The short version of the answer is that once Git has ignored some directory, it proceeds not to bother to look inside that directory unless something else already forces it to do so.1 To stop this, you must explicitly list the directory or directories that you don't want ignored, with ! entries:

*
!/.bashrc
!/.config
!.config/terminator
!.config/terminator/config
!/.gitignore

That is:

*

tells Git: ignore everything unless overridden. Then the eventual:

!.bashrc

overrides the ignore rule for .bashrc, and so on. But what Git does is that it starts by reading . to find all entries. Suppose it finds them in alphabetical order: .bashrc, .config, .editorthing, .gitignore, .history, and so on; and suppose we have your original .gitignore file:

  1. Hm, I see .bashrc, let's check on it... ah, line 1 says ignore but 3 says don't, so don't ignore.
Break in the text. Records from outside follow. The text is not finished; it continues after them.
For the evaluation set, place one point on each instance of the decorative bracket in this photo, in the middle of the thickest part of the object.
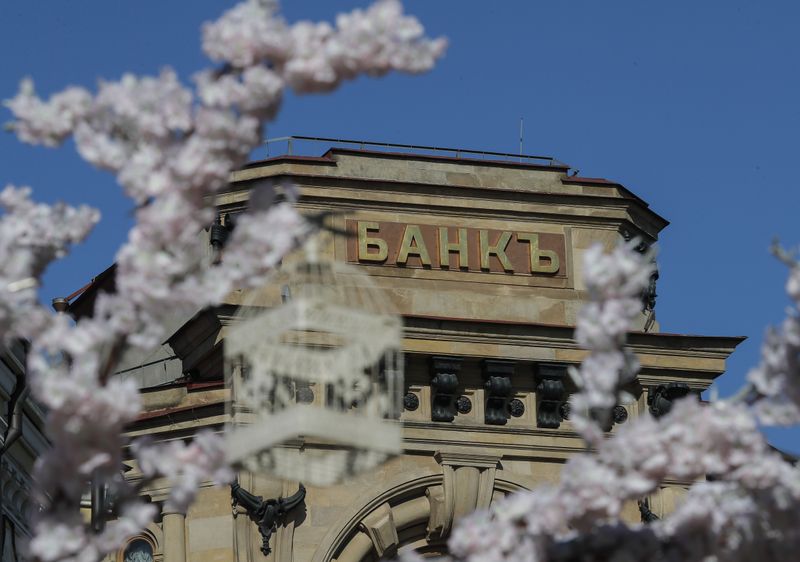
(498, 388)
(550, 392)
(661, 398)
(267, 514)
(467, 485)
(444, 382)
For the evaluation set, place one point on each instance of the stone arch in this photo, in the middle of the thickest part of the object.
(398, 517)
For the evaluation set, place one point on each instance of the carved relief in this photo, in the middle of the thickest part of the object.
(498, 389)
(468, 484)
(380, 528)
(444, 383)
(550, 394)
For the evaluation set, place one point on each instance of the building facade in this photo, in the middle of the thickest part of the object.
(481, 255)
(21, 442)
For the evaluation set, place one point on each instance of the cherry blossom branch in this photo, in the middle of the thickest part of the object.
(748, 510)
(171, 149)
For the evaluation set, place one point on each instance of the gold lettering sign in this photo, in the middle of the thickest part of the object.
(517, 252)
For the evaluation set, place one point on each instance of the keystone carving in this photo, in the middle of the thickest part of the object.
(550, 394)
(444, 382)
(380, 528)
(498, 388)
(468, 484)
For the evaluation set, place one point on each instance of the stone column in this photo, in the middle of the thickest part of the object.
(174, 537)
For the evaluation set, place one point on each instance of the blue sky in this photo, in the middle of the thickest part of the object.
(692, 105)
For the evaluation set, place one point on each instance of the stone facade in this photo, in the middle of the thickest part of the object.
(16, 462)
(487, 342)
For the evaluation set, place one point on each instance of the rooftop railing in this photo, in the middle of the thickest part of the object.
(302, 146)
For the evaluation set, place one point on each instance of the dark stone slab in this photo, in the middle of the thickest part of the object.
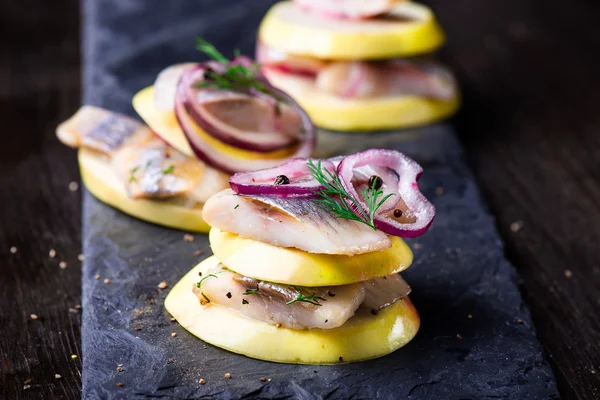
(476, 340)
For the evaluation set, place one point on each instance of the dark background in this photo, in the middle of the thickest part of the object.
(530, 125)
Result: not ignored.
  2. Now I see .config, let's check on that. Line 1 says ignore, line 2 is about .gitignore, line 3 is about .bashrc, and line 4 says to keep .config/terminator/config. It's not any of those, so line 1 applies! Result: ignored!
  3. Repeat as above.

Arguably, the action in step 2 is idiotic: it's clearly impossible to apply the long rule if the shorter .config is ignored, so the presence of .config/<something> as un-ignored ought to trigger Git to un-ignore .config. And in fact, the newest versions of Git try to be more clever about this, but older ones don't: you must explicitly un-ignore .config (or /.config, which is better here for reasons I won't get into, but that's why I wrote it that way above2).

There is a more elegant trick but it causes Git to be much slower, so you may not want to use it. The trick is to explicitly un-ignore all directories:

*
!*/
!/.bashrc

and so on. But now if you have a directory a with millions of sub-directories and files within a, Git will scan all a and all its subdirectories, whereas before, it would skip it.


1Having a file within .config in the index forces Git to scan .config. However, you'd then run into the same issue with .config/terminator unless the index contained a file within .config/terminator as well.

2OK, I will get into it a little bit. It does not apply in this particular case, but assuming you are un-ignoring .bashrc, if Git were for some reason to scan a/, and a/ contained a file named .bashrc, Git would not ignore a/.bashrc. We do not need the leading slash on .config/terminator, though, because that contains an embedded slash (one not at the end). This makes the match on that name rooted, while matches on .bashrc are non-rooted and hence match a/.bashrc.